L’espace du bas donne à voir des recherches en cours, des jeux de construction et d’assemblage, figurant des espaces ou évoquant des architectures, présentés horizontalement sur table. À nouveau dans un jeu de mise-en-abime, les volumes sont ici associés à une image de statues, se trouvant dans un jardin à la Française (Extrait de « L’année dernière à Marienbad »).
De par ses masses, ses pleins et ses vides, le jardin n’est-il pas un espace construit, au même titre qu’une maquette ? Le jardin serait alors la métaphore de ses assemblages. Enfin, des céramiques figuratives placées au sol et au mur, ré-introduisent une notion d’échelle au travers de la représentation fragmentaire du corps expressif et cartoonesque, rencontré plus tôt dans ses dessins.

« (...) D’autres images se présentent, se mêlent, dans un musée qui peut être celui de sa mémoire. Le 30ème jour, la rencontre a lieu. Cette fois il est sûr de la reconnaître. C’est d’ailleurs la seule chose dont il est sûr dans ce monde sans date, qui le bouleverse d’abord par sa richesse.
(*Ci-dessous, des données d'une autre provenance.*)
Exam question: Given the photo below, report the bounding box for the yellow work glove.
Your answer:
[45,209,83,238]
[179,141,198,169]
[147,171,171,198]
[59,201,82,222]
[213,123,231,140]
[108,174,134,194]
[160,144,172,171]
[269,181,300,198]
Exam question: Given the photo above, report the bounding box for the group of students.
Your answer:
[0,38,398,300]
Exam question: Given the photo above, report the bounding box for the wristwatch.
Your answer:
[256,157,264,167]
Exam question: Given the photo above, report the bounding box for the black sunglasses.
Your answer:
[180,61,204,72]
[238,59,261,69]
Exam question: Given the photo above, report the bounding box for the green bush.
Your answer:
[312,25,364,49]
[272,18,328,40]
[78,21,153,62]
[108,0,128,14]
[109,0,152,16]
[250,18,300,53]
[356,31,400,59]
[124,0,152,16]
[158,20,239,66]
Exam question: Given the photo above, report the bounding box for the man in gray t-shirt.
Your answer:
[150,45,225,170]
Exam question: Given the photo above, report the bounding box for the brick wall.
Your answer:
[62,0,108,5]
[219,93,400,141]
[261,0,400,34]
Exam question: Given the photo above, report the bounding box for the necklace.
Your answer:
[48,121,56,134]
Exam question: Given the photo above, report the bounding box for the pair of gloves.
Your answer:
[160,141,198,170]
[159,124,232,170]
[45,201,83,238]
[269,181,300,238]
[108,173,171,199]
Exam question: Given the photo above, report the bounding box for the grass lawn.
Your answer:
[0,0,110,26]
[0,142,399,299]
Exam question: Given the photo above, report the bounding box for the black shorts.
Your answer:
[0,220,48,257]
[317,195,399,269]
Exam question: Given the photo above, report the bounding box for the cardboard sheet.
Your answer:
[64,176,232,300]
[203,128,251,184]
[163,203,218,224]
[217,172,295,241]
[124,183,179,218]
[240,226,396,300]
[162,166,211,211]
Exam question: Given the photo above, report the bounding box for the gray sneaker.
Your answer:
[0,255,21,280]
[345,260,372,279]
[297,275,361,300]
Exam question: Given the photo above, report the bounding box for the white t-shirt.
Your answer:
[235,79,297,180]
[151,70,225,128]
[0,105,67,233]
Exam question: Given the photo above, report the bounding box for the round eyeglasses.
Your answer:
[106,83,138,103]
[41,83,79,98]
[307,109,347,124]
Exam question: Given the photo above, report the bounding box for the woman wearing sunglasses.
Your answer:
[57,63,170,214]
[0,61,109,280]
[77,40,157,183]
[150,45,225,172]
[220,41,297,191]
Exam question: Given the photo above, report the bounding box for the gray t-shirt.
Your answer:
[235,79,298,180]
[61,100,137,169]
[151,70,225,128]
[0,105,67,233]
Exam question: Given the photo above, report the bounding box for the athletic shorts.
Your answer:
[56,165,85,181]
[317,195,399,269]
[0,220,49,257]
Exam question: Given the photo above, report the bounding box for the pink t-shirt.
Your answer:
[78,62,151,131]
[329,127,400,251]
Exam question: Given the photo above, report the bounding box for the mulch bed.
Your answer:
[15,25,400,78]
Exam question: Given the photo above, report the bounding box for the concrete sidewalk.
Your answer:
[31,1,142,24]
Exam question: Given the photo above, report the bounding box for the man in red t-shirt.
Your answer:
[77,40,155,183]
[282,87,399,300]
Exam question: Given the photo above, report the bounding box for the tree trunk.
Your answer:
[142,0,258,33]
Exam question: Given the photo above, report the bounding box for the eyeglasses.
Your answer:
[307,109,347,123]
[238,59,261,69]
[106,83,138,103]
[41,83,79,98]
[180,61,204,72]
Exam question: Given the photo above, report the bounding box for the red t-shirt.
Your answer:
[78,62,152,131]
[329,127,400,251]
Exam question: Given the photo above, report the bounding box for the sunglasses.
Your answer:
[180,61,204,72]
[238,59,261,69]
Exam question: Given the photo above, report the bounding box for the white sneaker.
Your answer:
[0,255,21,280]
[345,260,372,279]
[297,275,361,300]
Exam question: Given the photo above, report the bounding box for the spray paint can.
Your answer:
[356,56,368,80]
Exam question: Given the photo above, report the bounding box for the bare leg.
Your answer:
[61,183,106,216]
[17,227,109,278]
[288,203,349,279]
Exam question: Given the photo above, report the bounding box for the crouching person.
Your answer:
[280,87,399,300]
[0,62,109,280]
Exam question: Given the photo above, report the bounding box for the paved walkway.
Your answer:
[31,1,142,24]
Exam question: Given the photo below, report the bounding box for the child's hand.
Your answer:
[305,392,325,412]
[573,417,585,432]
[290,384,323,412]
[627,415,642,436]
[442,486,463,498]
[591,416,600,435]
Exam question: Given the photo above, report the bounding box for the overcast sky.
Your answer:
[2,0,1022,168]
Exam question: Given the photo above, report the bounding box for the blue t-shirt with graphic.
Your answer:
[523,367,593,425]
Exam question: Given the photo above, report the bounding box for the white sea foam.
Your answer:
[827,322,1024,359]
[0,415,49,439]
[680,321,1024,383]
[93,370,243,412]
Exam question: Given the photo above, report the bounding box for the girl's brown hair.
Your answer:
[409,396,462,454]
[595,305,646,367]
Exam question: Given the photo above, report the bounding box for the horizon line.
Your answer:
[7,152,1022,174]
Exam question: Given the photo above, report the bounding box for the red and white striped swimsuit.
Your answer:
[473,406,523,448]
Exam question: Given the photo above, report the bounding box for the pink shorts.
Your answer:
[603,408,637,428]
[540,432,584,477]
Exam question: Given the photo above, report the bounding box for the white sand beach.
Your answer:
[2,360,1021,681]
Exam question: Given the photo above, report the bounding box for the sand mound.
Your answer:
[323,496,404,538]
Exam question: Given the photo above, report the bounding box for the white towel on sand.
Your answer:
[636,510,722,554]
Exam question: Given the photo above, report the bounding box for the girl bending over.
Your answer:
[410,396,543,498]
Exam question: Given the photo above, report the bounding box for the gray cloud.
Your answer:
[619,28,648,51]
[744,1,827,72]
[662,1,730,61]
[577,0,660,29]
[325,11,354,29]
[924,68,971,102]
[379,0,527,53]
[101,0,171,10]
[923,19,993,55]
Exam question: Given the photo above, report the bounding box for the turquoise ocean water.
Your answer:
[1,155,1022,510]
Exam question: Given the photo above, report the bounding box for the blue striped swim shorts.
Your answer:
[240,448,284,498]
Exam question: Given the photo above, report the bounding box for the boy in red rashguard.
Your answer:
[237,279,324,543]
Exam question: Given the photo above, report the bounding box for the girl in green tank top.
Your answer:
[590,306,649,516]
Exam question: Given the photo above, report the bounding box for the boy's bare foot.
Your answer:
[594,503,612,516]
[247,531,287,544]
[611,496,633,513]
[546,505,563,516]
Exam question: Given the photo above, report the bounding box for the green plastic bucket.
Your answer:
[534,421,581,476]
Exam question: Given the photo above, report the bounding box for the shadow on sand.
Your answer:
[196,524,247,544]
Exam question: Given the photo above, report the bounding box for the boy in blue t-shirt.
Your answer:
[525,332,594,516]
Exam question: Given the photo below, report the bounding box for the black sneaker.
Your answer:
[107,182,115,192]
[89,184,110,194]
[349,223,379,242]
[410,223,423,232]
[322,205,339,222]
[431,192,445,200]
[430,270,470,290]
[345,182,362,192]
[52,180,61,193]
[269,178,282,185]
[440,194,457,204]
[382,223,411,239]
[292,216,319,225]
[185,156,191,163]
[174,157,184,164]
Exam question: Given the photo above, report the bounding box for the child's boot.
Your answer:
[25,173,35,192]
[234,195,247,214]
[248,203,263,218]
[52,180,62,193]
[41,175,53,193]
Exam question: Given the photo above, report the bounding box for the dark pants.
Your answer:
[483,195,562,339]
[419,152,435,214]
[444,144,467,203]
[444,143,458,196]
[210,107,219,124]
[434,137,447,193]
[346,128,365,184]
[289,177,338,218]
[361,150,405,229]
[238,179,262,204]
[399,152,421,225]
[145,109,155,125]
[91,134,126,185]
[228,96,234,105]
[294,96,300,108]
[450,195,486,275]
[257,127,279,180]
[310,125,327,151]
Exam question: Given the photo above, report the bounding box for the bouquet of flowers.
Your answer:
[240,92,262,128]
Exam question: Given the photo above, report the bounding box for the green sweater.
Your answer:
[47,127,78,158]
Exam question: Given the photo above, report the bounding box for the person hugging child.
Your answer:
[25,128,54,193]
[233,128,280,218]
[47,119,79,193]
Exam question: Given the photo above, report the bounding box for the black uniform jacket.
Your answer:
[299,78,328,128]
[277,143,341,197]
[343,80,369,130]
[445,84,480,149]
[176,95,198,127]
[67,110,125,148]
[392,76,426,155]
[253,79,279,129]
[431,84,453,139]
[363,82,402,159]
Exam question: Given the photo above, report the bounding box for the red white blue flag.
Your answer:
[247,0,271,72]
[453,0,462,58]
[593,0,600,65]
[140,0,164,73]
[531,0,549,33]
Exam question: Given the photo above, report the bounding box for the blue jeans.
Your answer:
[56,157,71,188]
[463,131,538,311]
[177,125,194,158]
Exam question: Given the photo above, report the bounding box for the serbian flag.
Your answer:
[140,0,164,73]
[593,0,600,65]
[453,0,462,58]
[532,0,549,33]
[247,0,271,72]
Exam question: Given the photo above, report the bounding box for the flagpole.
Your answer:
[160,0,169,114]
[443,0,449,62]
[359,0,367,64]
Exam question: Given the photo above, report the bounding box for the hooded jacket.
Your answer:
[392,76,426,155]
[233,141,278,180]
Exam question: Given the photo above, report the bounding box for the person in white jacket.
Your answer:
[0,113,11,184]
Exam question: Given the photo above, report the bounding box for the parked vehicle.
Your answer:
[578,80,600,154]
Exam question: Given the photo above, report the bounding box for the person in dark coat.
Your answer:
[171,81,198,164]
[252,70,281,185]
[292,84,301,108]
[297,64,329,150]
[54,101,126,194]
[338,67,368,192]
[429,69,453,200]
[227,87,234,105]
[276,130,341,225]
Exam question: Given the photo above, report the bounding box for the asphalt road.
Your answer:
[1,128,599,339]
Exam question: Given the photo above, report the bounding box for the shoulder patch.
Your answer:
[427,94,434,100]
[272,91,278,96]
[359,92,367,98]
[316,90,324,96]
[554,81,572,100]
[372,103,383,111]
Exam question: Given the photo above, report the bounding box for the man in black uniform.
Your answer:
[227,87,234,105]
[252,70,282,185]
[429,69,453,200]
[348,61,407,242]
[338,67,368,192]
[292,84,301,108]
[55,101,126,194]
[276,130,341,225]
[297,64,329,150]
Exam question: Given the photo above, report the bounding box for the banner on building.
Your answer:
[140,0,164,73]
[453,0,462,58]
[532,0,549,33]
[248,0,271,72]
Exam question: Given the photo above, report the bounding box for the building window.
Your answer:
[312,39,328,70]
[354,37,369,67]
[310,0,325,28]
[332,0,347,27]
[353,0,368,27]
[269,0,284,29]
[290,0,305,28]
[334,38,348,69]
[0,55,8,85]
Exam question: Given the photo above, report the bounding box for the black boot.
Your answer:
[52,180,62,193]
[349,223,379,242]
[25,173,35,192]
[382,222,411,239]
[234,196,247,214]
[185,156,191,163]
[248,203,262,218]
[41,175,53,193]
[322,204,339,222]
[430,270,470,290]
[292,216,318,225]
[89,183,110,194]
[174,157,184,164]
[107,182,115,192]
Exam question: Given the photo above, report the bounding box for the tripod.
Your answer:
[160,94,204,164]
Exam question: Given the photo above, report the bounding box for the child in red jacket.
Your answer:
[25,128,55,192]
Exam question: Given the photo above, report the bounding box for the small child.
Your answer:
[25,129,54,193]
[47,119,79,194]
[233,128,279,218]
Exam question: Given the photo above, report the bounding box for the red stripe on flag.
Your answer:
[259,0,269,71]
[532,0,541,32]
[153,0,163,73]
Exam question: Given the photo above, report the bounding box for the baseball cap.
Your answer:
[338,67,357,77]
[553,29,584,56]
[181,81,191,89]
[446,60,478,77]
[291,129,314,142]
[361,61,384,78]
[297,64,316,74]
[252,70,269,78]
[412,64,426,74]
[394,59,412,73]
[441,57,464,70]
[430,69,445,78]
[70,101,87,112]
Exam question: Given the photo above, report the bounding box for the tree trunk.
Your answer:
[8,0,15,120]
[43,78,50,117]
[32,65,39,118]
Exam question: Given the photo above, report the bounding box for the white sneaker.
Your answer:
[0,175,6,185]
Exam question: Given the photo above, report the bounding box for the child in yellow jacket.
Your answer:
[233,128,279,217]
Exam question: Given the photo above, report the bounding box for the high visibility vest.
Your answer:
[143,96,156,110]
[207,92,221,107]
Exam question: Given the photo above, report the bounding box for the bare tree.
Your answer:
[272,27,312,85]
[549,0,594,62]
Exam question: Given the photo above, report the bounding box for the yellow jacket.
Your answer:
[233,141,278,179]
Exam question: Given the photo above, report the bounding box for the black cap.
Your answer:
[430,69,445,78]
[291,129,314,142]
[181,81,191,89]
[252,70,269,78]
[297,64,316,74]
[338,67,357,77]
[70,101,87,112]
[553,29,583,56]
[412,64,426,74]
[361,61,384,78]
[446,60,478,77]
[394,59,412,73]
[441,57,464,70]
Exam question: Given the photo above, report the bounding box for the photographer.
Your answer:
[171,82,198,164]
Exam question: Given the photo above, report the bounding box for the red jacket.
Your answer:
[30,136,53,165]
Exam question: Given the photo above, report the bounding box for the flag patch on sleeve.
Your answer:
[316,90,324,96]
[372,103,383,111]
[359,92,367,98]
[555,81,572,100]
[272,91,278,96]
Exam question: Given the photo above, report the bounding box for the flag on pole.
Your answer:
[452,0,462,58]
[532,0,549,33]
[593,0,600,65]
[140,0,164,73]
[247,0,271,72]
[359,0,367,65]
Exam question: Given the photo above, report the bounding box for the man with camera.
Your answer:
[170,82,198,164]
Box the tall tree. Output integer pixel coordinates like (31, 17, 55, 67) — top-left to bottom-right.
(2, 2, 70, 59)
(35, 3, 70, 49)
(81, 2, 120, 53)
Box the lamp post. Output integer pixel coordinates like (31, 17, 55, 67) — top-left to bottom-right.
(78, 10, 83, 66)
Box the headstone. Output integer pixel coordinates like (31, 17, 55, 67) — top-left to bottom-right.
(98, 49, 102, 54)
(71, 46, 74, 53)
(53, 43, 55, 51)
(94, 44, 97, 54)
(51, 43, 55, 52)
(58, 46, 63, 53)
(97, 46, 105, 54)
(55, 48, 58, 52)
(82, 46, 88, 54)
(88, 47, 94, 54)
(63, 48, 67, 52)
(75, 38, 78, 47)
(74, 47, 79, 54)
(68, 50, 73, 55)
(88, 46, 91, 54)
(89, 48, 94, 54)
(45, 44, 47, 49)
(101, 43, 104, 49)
Autour de lui, des matériaux fabuleux, le verre, le plastique, le tissu éponge. Lorsqu’il sort de sa fascination, la femme a disparu.
Ceux qui mènent l’expérience resserrent leur contrôle, le relancent sur la piste. Le temps s’enroule à nouveau, l’instant repasse.
Cette fois il est prêt d’elle, il lui parle, elle l’accueille sans étonnement.
Ils sont sans souvenir, sans projet. Leur temps se construit simplement autour d’eux, avec pour seul repère, le goût du moment qu’ils vivent et les signes sur les murs.
Plus tard, ils sont dans un jardin, il se souvient qu’il existait des jardins (...). »

Extraits du court-métrage «La jetée», Chris Marker, 1962.